I peptidi del sistema parvocellulare ipotalamico con funzione endocrina, regolatrice dell'ipofisi anteriore e intermedia, esercitano influenze dirette sull'attività nervosa. Ciò è dimostrato da esperimenti elettrofisiologici nei quali queste sostanze vengono iniettate a contatto con neuroni di cui si registra l'attività, e da studi di risposte fisiologiche e comportamentali all'azione di farmaci somministrati da soli o in combinazione con i peptidi del sistema parvocellulare. Anche se è accertato che tutti questi peptidi possono influenzare l'attività nervosa direttamente e indipendentemente dai loro effetti endocrini sull'ipofisi e su altre ghiandole, solo per il neurormone del sistema parvocellulare che potenzia la secrezione di gonadotropine ipofisarie (LHRH) è nota un'attività neuromodulatrice complessa sul comportamento. Questa sostanza può indurre comportamenti sessuali (lordosi, accoppiamento) nella femmina di ratto ipofisectomizzata e ovariectomizzata, pretrattata con estrogeni. L'azione dell'LHRH sul comportamento non dipende quindi da effetti gonadotropici ipofisari sull'ovaio, né richiede la presenza della corteccia surrenale, perché avviene anche dopo surrenectomia.

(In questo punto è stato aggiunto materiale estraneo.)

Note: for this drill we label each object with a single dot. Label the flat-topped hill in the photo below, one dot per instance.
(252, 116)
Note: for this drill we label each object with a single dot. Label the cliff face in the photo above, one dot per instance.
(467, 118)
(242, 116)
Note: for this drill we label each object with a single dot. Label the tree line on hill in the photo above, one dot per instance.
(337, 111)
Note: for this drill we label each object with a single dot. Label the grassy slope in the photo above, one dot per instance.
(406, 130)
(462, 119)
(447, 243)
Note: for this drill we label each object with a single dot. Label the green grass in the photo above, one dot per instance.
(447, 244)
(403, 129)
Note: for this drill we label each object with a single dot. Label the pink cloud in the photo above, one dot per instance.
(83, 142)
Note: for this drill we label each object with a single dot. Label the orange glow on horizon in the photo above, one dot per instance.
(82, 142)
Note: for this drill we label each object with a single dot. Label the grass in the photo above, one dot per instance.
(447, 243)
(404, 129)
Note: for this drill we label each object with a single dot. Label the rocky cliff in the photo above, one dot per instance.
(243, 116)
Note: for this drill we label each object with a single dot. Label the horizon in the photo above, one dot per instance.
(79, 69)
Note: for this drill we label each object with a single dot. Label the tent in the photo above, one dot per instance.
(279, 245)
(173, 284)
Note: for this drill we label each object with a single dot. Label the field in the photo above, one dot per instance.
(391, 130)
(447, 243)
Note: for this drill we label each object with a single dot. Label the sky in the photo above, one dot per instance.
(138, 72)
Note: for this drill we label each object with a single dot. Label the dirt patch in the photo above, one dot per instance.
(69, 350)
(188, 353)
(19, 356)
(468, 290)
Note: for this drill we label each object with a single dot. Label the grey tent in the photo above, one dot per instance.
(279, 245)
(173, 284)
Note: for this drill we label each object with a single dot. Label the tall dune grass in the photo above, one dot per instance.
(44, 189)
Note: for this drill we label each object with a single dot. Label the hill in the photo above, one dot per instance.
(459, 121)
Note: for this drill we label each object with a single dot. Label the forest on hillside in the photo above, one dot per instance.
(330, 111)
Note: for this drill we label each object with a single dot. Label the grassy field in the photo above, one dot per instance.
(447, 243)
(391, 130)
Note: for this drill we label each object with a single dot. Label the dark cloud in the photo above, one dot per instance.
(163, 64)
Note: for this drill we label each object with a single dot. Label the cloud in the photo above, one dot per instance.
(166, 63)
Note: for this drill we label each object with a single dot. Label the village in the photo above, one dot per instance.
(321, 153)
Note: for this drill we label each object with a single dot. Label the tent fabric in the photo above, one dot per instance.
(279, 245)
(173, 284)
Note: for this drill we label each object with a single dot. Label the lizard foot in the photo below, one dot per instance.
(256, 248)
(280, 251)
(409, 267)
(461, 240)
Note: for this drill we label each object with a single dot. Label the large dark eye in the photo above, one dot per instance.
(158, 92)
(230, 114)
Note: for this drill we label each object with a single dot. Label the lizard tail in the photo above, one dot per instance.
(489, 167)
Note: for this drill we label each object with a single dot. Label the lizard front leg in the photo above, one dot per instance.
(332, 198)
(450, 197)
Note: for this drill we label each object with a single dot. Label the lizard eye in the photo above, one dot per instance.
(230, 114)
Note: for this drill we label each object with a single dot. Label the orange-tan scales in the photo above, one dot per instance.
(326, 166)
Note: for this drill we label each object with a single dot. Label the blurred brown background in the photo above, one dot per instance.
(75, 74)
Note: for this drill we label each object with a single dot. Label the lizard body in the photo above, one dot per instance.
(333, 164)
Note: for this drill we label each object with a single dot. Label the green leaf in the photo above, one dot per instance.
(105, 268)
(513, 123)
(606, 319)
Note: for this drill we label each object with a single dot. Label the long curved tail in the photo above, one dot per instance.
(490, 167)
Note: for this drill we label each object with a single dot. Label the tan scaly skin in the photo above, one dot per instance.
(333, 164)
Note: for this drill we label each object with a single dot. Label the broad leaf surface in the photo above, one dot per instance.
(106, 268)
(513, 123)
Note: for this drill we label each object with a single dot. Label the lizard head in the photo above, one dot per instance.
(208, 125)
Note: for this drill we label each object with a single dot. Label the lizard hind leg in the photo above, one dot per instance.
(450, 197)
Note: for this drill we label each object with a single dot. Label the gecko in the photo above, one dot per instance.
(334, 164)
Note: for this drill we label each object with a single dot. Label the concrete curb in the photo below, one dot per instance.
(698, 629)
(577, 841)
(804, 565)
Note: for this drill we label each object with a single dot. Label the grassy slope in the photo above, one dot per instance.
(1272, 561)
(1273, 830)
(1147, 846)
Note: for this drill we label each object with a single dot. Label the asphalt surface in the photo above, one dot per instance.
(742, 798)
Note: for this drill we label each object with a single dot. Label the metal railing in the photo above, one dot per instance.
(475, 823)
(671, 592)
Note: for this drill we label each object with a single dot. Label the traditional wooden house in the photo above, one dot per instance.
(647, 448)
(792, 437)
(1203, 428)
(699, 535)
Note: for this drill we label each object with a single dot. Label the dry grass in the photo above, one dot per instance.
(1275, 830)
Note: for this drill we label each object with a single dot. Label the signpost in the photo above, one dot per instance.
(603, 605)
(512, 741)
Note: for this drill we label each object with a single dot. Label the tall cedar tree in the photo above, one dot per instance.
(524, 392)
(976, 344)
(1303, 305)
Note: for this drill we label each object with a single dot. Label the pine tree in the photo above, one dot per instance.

Queste osservazioni sono importanti, perché è noto che gli ormoni steroidi gonadici e corticosurrenalici possono agire sull'encefalo inducendo comportamenti sessuali analoghi. L'LHRH influenza quindi il comportamento sessuale indipendentemente dall'azione degli ormoni steroidi, e con un'azione diretta sul tessuto nervoso, come dimostrato dalla presenza di effetti sul comportamento sessuale quando la sostanza viene iniettata direttamente a contatto con le aree sensitive dell'ipotalamo (area preottica mediale e nucleo arcuato). Questi effetti hanno una lunga latenza (1 ora dall'iniezione ipotalamica), in accordo con l'ipotesi di un'azione neuromodulatrice. In condizioni fisiologiche, la secrezione di LHRH da parte del sistema parvocellulare sarebbe quindi caratterizzata da effetti convergenti della componente neuroendocrina, che influenza il comportamento sessuale tramite le gonadotropine e gli ormoni sessuali, e della componente neuromodulatrice, che agisce direttamente sui substrati nervosi dello stesso comportamento. Questa convergenza è resa possibile dalla simultanea secrezione endocrina (nei vasi portali ipofisari) e paracrina (nel liquor o nel liquido extracellulare del tessuto nervoso) dell'LHRH da parte del sistema parvocellulare (v. Barker, 1977).
d) Angiotensina e sete.
L'angiotensina II è un ormone octapeptidico di grande importanza fisiologica per la regolazione del bilancio idricosalino e della pressione arteriosa (v. acqua e vita; v. endocrinologia; v. ormoni nei vertebrati; v. ipertensione arteriosa). Questo ormone si forma nel sangue per azione dell'ormone renale renina su una globulina circolante, l'angiotensinogeno. Da questa si distacca un decapeptide, l'angiotensina I, che viene successivamente trasformato in angiotensina II da un enzima convertente concentrato nel piccolo circolo. Le principali attività fisiologiche esercitate dall'angiotensina II sono: a) aumento della pressione arteriosa dovuto sia a una potente vasocostrizione, sia ad un'attivazione della midollare surrenale; b) aumento di ritenzione idrica e sodica da parte del rene, dovuto a stimolazione della secrezione degli ormoni aldosterone e vasopressina; c) aumento dell'assorbimento idrico intestinale. A queste attività fisiologiche ‛pure' si aggiunge un effetto comportamentale dell'angiotensina Il che le coadiuva. L'angiotensina II è il più potente agente dipsogeno (generatore di sete) che si conosca, e aumenta inoltre l'appetito specifico per sostanze contenenti sodio. Sotto l'azione dell'angiotensina II, l'organismo animale tende a bere di più e a introdurre più sali di sodio con gli alimenti. Tutte queste attività fisiologiche e comportamentali dell'angiotensina II hanno come conseguenza un aumento del volume sanguigno, ed è infatti l'ipovolemia, quale si ha ad esempio dopo un'emorragia, ad aumentare la renina circolante e quindi la produzione di angiotensina II, con conseguenti effetti omeostatici. L'aumento della produzione di vasopressina, la sete e l'appetito specifico per i sali di sodio dipendono da un'azione diretta dell'angiotensina II sul sistema nervoso centrale.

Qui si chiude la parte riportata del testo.